SGK1 inhibition in glia ameliorates pathologies and symptoms in Parkinson disease animal models

Abstract

Astrocytes and microglia are brain-resident glia that can establish harmful inflammatory environments in disease contexts and thereby contribute to the progression of neuronal loss in neurodegenerative disorders. Correcting the diseased properties of glia is therefore an appealing strategy for treating brain diseases. Previous studies have shown that serum/ glucocorticoid related kinase 1 (SGK1) is upregulated in the brains of patients with various neurodegenerative disorders, suggesting its involvement in the pathogenesis of those diseases. In this study, we show that inhibiting glial SGK1 corrects the pro-inflammatory properties of glia by suppressing the intracellular NFκB-, NLRP3-inflammasome-, and CGAS-STING-mediated inflammatory pathways. Furthermore, SGK1 inhibition potentiated glial activity to scavenge glutamate toxicity and prevented glial cell senescence and mitochondrial damage, which have recently been reported as critical pathologic features of and therapeutic targets in Parkinson disease (PD) and Alzheimer disease (AD). Along with those anti-inflammatory/neurotrophic functions, silencing and pharmacological inhibition of SGK1 protected midbrain dopamine neurons from degeneration and cured pathologic synuclein alpha (SNCA) aggregation and PD-associated behavioral deficits in multiple in vitro and in vivo PD models. Collectively, these findings suggest that SGK1 inhibition could be a useful strategy for treating PD and other neurodegenerative disorders that share the common pathology of glia-mediated neuroinflammation.

Keywords: Parkinson’s disease; glia; neuroinflammation; serum/glucocorticoid related kinase 1; synuclein alpha.

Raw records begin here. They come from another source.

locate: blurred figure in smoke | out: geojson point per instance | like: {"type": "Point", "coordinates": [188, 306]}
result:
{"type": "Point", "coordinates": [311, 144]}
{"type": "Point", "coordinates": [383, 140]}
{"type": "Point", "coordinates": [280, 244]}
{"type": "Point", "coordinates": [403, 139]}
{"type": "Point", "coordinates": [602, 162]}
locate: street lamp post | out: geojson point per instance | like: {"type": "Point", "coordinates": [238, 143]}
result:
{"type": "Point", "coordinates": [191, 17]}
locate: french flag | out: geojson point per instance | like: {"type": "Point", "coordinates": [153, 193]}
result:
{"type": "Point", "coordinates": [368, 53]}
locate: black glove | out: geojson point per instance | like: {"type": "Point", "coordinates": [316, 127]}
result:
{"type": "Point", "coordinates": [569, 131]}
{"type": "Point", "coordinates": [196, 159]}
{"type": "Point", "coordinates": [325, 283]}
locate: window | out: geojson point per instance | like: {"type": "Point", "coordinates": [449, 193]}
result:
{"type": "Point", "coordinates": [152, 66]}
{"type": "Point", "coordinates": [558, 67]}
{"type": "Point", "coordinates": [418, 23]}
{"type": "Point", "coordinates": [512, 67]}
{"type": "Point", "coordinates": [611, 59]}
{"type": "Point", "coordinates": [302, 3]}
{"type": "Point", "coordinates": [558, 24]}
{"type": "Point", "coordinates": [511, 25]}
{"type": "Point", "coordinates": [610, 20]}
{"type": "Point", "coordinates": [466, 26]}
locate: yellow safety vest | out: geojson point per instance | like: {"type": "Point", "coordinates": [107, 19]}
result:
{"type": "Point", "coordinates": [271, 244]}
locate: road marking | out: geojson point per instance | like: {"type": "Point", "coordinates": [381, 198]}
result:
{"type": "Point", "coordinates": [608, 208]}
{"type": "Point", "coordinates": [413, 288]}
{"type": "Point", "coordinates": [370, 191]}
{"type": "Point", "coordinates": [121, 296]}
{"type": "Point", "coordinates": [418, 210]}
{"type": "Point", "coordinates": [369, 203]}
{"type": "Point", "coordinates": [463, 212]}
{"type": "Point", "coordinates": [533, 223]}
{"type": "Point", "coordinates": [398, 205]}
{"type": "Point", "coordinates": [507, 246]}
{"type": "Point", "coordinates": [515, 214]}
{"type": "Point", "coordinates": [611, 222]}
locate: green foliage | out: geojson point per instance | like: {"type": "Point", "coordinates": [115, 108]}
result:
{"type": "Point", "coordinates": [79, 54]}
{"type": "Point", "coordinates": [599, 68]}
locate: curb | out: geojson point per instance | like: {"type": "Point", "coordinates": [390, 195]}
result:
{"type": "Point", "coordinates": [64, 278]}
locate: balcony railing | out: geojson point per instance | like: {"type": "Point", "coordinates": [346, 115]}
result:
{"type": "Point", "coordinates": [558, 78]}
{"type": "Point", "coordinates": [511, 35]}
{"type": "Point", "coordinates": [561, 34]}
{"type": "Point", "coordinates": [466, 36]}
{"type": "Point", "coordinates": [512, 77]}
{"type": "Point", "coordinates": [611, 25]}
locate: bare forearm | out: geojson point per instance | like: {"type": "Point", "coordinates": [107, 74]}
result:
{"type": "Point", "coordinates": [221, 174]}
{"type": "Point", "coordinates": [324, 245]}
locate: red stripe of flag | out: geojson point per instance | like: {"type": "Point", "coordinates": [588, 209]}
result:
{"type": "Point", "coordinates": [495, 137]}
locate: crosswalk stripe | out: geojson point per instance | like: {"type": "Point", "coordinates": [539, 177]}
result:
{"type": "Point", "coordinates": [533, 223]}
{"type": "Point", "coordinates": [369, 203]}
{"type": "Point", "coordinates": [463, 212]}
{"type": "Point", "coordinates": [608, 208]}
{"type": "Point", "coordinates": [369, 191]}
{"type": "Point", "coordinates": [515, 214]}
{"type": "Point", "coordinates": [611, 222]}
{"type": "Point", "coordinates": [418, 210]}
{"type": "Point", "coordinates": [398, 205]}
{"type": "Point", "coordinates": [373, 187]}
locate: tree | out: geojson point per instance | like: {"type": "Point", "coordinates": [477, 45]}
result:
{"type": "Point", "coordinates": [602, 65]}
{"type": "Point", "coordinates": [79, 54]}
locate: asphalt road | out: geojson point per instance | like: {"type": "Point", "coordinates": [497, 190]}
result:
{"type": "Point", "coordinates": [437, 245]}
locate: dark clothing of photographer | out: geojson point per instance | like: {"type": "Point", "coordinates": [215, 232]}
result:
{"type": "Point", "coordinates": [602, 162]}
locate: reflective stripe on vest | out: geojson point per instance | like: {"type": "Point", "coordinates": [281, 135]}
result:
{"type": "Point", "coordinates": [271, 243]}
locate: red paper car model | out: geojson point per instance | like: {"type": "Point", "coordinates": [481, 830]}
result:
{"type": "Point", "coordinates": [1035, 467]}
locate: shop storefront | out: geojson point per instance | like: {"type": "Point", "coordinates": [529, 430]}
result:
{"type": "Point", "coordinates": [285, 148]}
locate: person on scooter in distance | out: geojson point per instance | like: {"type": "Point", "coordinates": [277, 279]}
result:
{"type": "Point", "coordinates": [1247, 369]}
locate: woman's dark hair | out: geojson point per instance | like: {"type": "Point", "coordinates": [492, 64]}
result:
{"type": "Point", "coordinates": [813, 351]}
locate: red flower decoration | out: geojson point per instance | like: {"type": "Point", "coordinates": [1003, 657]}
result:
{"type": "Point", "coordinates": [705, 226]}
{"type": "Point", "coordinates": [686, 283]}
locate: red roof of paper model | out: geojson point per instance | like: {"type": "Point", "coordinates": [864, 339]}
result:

Figure 1. SGK1 inhibition is the key mediator for Nurr1 + Foxa2‐induced anti‐inflammatory function in glial cells

1. A–D

   Nurr1 (N) and Foxa2 (F) synergistically downregulate SGK1 expression in cultured glia. (A) Up‐ and downregulated genes in the microarray data for the cultured glia transduced with N + F (vs. mock‐transduced control). Sgk1 is marked with an arrow in the top downregulated genes. (B–D) Effect of N and F on SGK1 expression in glial cells shown in the microarray (B), RNA‐seq (C), and RT–PCR (D) analyses. Data in (B and C) represent values of fold change (FC) or read count (RC) with color intensities. n = 3. One‐way ANOVA. Data are represented as mean ± SEM. Significantly different at P = 0.0493*, 0.0092**, 0.0009***.

2. E–I

   Downregulation of SGK1 is responsible for N + F function to inhibit NFκB‐mediated pro‐inflammatory cytokine expression. (E) WB analysis exhibiting N + F‐induced inhibition of NFκB intracellular signaling in cultured VM‐glia. The N + F‐mediated downregulation of NFκB signaling is attained by inhibiting IκB phosphorylation (E) and thus blocking the release of NFκB from the NFκB‐IκB inhibitory complex (F). Data are represented as mean ± SEM. n = 3 independent experiments; one‐way ANOVA with Tukey‐analysis. P = 0.015^#, 0.002^##, 1.33E‐12^### (sgk1), 0.036^#, 0.00004^## (p‐IKKB). 0.00007^### (p‐IkBα). 0.005^#, 2.11E‐09^### (p‐p65). 1.93E‐06^### (p65 level in nucleus) in graph E. P = 6.44E‐09*, 0.00004**, 4.45E‐10*** in graph F. (G and H) N + F‐mediated downregulation of NFκB signaling (phosphorylation of p65, p‐p65, G) and pro‐inflammatory cytokine expression (IL‐1β, TNFα, H) were alleviated by forced SGK1 expression in the VM‐glial cultures. Data are represented as mean ± SEM. n = 3 independent cultures; two‐way ANOVA with Bonferroni post hoc analysis. Significantly different at P = 0.014^#, 0.009*, 0.009**, 0.003⁺ (p‐p65) in graph G and P = 1.79E‐06*, 0.0003**, 0.004***, 0.0068^#, 0.0392^##, 0.0027^### in graph H. (I) SGK1 inhibition blocks glial NFκB signaling. Data are represented as mean ± SEM. n = 4–6. One‐way ANOVA. Significantly different at P = 0.002*, 0.00004**, 0.00001^#, 3.01E‐10^##, 3.78E‐06⁺, 1.59E‐07⁺⁺ in graph I.

3. J–N

   Glial pro‐inflammatory cytokine expression regulated by SGK1 inhibition (J–M) and overexpression (N). Data are represented as mean ± SEM. n = 3 independent cultures; unpaired Student’s t‐test. Significantly different at P = 0.0041*, 0.0010^#, 0.0010⁺, 0.0067^## in graph J and P = 0.0002*, 0.0345^#, 0.0023⁺, 0.0012**, 0.0001^## in graph K and P = 0.0367*, 0.0042⁺, 0.0003** in graph L and P = 0.0001*, 0.0009^#, 0.0002⁺, 0.0082** in graph M and P = 0.0367*, 0.0059#, 0.0005**, 0.0006^## in graph N.

4. O

   Schematic summary to show how SGK1 inhibition mediates the N + F‐induced anti‐inflammatory action in glia.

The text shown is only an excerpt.